Let $X$ be a simply-connected, smooth, projective Calabi-Yau threefold.  To my understanding, Bridgeland introduced stability conditions on triangulated categories to give a proper mathematical definition of the stringy Kahler moduli space (SKMS) from physics.  

Conjecturally, the classical (complexified) Kahler cone $\mathcal{K}_{X}(\mathbb{C})$ of $X$ gives an open chart on the SKMS around the large-volume limit.  Coordinates on $\mathcal{K}_{X}(\mathbb{C})$ are called Kahler moduli, and depending on the context, one may prefer to think of them as formal variables tracking degrees along effective curve classes in $X$, i.e. effective classes in $H_{2}(X, \mathbb{Z})$.  

Classically, it makes sense to consider only certain Kahler moduli: this would be some sort of sub-cone, or collection of sub-cones, in $\mathcal{K}_{X}(\mathbb{C})$.  For example, one setting I'm interested in is when we have a proper surjective map

$$f: X \to \mathbb{P}^{1}$$

whose generic fibers are Calabi-Yau surfaces.  You have certain Kahler moduli tracking curve classes in the fibers of $f$, and other Kahler moduli tracking classes "transverse" to the fibers.  One might want to focus on just fiber classes, or transverse classes.  

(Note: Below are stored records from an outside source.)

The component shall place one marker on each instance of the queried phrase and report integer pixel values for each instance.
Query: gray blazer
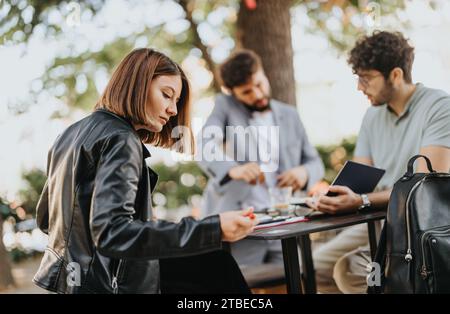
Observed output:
(294, 150)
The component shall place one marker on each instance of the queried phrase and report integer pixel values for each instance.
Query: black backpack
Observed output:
(414, 246)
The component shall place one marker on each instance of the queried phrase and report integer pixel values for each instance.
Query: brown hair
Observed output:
(239, 67)
(128, 90)
(383, 51)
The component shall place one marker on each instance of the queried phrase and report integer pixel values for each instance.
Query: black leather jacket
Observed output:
(96, 209)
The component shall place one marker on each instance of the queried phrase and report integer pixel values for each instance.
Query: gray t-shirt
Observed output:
(390, 140)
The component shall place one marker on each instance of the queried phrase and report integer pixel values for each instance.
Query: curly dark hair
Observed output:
(383, 51)
(239, 67)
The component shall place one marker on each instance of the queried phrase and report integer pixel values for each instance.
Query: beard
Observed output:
(255, 108)
(385, 95)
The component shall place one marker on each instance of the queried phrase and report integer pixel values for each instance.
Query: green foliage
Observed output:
(23, 17)
(29, 196)
(179, 183)
(178, 194)
(343, 21)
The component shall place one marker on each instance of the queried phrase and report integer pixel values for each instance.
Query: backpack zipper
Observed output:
(408, 256)
(114, 283)
(424, 272)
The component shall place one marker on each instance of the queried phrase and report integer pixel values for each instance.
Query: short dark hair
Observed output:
(239, 67)
(129, 88)
(383, 51)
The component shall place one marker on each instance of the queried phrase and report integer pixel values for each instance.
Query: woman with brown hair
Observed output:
(96, 203)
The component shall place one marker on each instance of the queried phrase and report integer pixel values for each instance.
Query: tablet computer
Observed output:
(360, 178)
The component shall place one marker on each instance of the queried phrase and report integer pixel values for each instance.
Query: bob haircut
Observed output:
(128, 90)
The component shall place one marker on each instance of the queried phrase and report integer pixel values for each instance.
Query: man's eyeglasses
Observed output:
(365, 80)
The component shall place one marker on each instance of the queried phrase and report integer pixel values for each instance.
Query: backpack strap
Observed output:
(410, 170)
(380, 258)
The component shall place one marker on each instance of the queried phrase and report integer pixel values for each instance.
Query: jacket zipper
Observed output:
(114, 283)
(408, 256)
(424, 272)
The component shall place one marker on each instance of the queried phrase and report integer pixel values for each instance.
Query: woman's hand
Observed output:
(295, 177)
(249, 172)
(236, 225)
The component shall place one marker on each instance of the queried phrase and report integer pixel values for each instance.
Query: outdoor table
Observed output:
(291, 234)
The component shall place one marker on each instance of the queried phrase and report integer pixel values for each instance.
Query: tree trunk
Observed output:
(266, 29)
(6, 278)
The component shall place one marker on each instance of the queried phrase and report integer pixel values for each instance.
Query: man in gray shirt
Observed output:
(405, 119)
(251, 143)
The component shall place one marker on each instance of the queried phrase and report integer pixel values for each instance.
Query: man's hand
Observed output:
(236, 225)
(249, 172)
(345, 201)
(295, 177)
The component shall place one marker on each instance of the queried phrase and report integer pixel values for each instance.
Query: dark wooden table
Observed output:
(291, 234)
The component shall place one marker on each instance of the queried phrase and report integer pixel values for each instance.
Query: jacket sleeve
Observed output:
(113, 229)
(42, 210)
(42, 216)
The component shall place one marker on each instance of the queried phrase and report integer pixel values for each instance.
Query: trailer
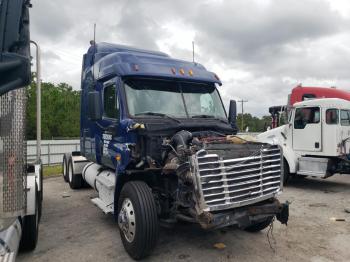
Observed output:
(158, 147)
(316, 139)
(21, 188)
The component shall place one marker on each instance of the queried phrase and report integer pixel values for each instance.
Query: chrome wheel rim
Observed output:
(126, 220)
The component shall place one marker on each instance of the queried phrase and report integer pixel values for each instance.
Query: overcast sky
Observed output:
(259, 48)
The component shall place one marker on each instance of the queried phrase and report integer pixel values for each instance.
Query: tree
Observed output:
(254, 123)
(60, 109)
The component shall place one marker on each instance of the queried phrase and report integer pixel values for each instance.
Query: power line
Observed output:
(242, 102)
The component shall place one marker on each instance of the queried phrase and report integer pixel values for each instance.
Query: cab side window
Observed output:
(345, 117)
(110, 102)
(332, 116)
(305, 116)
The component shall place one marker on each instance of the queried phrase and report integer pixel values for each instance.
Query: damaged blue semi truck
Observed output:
(158, 147)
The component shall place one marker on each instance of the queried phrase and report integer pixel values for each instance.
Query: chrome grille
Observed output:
(12, 153)
(228, 183)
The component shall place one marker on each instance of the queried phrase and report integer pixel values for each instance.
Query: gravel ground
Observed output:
(73, 229)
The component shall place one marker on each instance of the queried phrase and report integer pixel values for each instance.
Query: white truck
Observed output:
(316, 139)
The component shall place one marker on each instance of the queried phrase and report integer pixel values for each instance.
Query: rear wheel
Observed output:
(259, 226)
(30, 227)
(137, 219)
(75, 180)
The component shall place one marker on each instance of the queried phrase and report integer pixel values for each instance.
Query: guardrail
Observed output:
(52, 150)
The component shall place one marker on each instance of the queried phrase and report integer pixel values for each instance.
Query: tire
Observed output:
(75, 180)
(65, 167)
(286, 172)
(259, 226)
(30, 228)
(143, 213)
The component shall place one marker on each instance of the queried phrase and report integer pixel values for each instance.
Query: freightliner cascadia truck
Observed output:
(157, 146)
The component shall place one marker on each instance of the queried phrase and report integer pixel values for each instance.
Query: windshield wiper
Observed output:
(157, 114)
(202, 116)
(210, 116)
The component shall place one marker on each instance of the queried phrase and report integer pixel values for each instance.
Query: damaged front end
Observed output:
(227, 180)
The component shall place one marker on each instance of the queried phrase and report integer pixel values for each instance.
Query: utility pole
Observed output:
(242, 102)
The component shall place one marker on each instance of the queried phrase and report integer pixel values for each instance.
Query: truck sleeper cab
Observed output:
(156, 145)
(316, 139)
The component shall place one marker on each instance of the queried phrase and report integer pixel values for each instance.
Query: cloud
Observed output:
(260, 48)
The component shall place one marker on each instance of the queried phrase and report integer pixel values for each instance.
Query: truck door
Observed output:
(344, 131)
(110, 121)
(307, 129)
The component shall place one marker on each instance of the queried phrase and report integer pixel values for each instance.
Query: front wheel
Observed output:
(75, 180)
(259, 226)
(30, 227)
(137, 219)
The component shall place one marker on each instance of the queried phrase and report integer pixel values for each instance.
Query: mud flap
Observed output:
(283, 215)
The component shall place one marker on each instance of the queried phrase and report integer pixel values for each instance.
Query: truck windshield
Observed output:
(181, 100)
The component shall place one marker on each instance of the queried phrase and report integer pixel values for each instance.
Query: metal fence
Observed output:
(52, 150)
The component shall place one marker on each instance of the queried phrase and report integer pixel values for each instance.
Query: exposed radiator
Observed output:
(228, 183)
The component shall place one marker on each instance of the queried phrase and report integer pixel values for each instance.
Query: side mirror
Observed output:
(94, 106)
(232, 113)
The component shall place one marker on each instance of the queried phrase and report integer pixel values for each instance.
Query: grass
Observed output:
(50, 171)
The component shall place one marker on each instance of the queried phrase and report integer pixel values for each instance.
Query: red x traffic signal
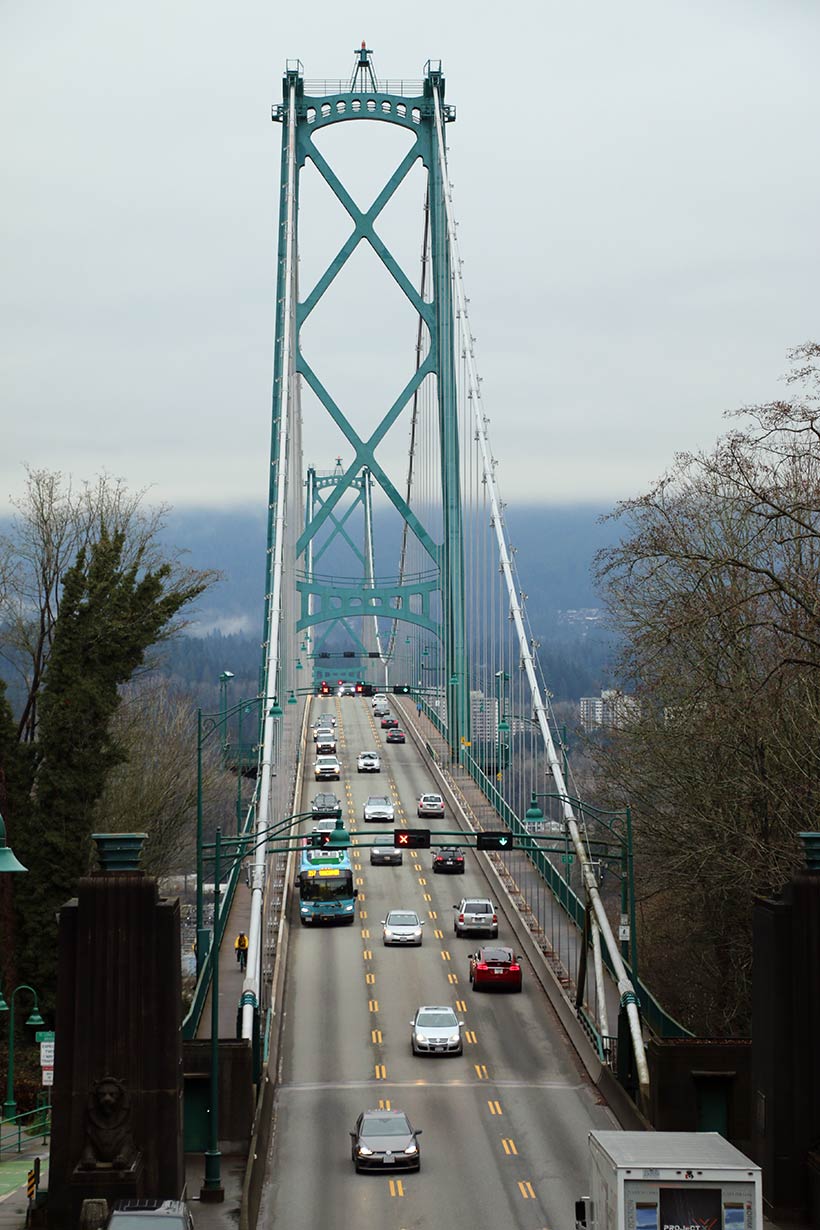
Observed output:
(412, 839)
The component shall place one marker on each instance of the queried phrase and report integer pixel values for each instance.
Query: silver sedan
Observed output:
(402, 928)
(379, 807)
(435, 1030)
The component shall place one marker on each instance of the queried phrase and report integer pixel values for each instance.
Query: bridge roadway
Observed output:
(504, 1126)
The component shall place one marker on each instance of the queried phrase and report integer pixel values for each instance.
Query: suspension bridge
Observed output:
(435, 618)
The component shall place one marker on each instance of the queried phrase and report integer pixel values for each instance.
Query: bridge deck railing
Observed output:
(655, 1017)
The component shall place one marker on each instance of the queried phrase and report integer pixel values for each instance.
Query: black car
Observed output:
(326, 805)
(385, 1140)
(449, 859)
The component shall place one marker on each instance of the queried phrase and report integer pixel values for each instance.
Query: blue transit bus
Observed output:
(325, 886)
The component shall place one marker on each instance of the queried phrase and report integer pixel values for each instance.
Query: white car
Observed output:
(379, 807)
(402, 928)
(327, 768)
(325, 742)
(437, 1030)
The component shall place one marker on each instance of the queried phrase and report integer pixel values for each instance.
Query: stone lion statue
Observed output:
(108, 1140)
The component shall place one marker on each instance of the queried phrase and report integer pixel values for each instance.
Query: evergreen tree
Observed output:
(111, 610)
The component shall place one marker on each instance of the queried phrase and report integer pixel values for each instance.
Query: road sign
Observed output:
(499, 840)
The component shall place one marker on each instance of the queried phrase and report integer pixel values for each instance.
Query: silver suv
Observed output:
(476, 915)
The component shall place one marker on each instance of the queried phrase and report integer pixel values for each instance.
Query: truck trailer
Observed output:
(669, 1181)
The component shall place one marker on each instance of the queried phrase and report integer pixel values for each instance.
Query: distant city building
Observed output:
(611, 710)
(580, 615)
(483, 716)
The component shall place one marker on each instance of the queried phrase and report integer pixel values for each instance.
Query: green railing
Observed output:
(26, 1128)
(191, 1023)
(655, 1017)
(660, 1022)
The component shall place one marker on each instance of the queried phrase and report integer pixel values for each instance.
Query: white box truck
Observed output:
(669, 1181)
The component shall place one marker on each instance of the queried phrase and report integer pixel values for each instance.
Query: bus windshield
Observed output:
(332, 889)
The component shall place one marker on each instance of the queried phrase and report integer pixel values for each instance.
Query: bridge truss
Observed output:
(450, 620)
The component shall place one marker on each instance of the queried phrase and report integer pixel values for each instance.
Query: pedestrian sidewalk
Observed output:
(14, 1176)
(231, 978)
(224, 1215)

So my question is: **can one expect submanifolds of the Bridgeland stability manifold/SKMS which correspond to only specific Kahler moduli, as I've described above?**

For example, in the case of fiber classes of $f$, one can define the Serre subcategory $Coh(f)_{0}$ of $Coh(X)$ whose objects are coherent sheaves on $X$ supported on the fibers of $f$.  You then get a full triangulated subcategory $D^{b}(X)_{f} \subset D^{b}(X)$ consisting of objects whose cohomology sheaves lie in $Coh(f)_{0}$.  

By applying the machinery of Bridgeland to $D^{b}(X)_{f}$ or some similar triangulated subcategory, can one find a submanifold of the stability manifold/SKMS corresponding to fiber classes of $f$?